“后庭院的宴会,大人们又吵起来了。
“他们哪次不吵?一群只会吸食民脂民膏的蛀虫,连宴会上的座次都要争个你死我活。若不是父亲吩咐,我连看都懒得看他们一眼。”
房间内空无一人,昏暗的光线从半掩的窗帘缝隙中透进来,照出家具的轮廓,时织织屏住呼吸,透过门隙看见卡修斯怒气冲冲地走过来,那张俊美的脸满是不加掩饰的厌弃。
“公子息怒,他们毕竟是——”
“我知道。”卡修斯打断他,声音冷淡,“满月神祭在即,该忍的还是得忍。让他们吵吧,反正也就这两天了。”
原来后院在举办宴会,卡修斯是被叫去应付那些所谓的贵族?难怪她一路走来没碰到什么人,仆人们大概都被调到宴会那边去了。
不过满月神祭到底是什么?这次的副本任务没有限时,反而令时织织内心惴惴不安。
脚步声从门外经过,渐渐远去。
时织织轻轻推开门,探出半个脑袋,没有人,她呼出一口气,从房间里溜出来。她掏出地图,加快脚步,一路畅通无阻地走到了走廊最深处。

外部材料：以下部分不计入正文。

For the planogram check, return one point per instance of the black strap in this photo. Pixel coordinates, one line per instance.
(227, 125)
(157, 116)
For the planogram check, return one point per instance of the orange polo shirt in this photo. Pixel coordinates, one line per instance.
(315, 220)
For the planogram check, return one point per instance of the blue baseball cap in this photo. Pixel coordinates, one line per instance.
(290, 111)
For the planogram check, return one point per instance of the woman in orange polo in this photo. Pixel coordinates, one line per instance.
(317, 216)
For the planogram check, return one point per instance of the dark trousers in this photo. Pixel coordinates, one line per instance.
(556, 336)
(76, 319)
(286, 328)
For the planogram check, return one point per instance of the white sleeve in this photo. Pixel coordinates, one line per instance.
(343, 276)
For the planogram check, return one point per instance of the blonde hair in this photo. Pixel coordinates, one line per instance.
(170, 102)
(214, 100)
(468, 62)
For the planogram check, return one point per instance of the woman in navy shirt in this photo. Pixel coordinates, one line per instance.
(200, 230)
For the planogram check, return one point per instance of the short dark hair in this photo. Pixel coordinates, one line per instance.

面前是一扇比其他门都要大的雕花木门,地图上标注的位置,这里就是赫利奥斯的房间。dasuanwa!
过于顺利了吧?
不管了。
时织织深吸一口气,推门而入。
房间很大,陈设奢华,但空无一人。她愣了一下,在房间里转了一圈。书架、书桌、软榻、茶几没有赫利奥斯,也没有任何人在。
“人呢?”她小声嘟囔,有些着急。
在她原本的设想中,找到赫利奥斯、说明来意、拿到回复,一切顺利的话还能赶在日落前回去。可现在连人影都见不到。
她完全没有意识到,像赫利奥斯这样的大人物,商讨要事根本不会在卧房,而是在书房或会议室。
搜寻一番,倒是发现了书桌上摆放著的通行令牌,也算是有了收获。
就在她准备离开的时候,脚下忽然踩到了什么不一样的东西,她蹲下来,掀开地毯的一角。
地板上雕刻着一些弯弯曲曲的线条,那些线条组成了怪异的纹路,像是某种符文,被地毯遮住了大半,泛著暗沉的光泽。
时织织心头一跳,她本能地想退开,但已经来不及了,她的手指触到了符文的边缘。一股巨大的吸力从地面涌出,像是有什么东西被唤醒了。符文猛地亮起来,暗红色的光像血液一样顺着纹路蔓延,瞬间铺满了整个房间。
时织织被那股力量掀翻在地,耳边传来轰鸣声。
墙壁在震颤,不,不止,是整座宅邸都在震颤。
窗外的光线扭曲了一瞬,像是有一双无形的手撕开了天幕。时织织透过窗户看见,远处的城墙出现了短暂的、诡异的画面:黄沙覆盖,断壁残垣,那是被岁月和风沙侵蚀后的模样。
但只持续了一瞬。
下一瞬,幻象重新合拢,阳光明媚,城墙完好如初。
远处传来此起彼伏的惊呼声和东西摔碎的声音。
很多人的脚步声从走廊尽头传来。时织织还没搞清状况,身后的大门就被猛地踹开。
“在这里!”
几个侍卫冲进来,不由分说地将她从地上拎起来。她的手臂被反拧到背后,膝盖被人踢了一下,整个人被压得跪倒在地。
“别动!”
更多的人涌进房间,将她团团围住。
有人按住她的后颈,将她的脸按向地面。她想抬头,可是那只手力气太大了,她只能看见地板上的符文,暗红色的光已经褪去,只剩下看不懂的线条。
一个脚步声缓缓走了进来,不疾不徐,沉稳有力。
时织织听见周围的人都在行礼。
“赫利奥斯大人。”
按住时织织的那只手加重了力道,将她的头压得更低。她只能看见一双靴子从面前走过,棕色的,绣著银线。
来人越过时织织,走至房间深处。
整个房间的空气都像被抽走了一样,陷入死寂。
“怎么回事?”赫利奥斯的声音低沉而平静,听不出喜怒,却带着无形的压迫感。
“回大人,”按住时织织的侍卫长恭敬地回答,“这位是少爷的贵客,安排在二楼的客房,不知怎么的跑到您这来了。”
“卡修斯。”赫利奥斯沉默了一会儿,忽然叹了口气,带着一种“果然如此”的无奈。
“都退下。”
侍卫长松开时织织,带着一众侍卫退出了房间,大门在身后关上,发出沉闷的响声。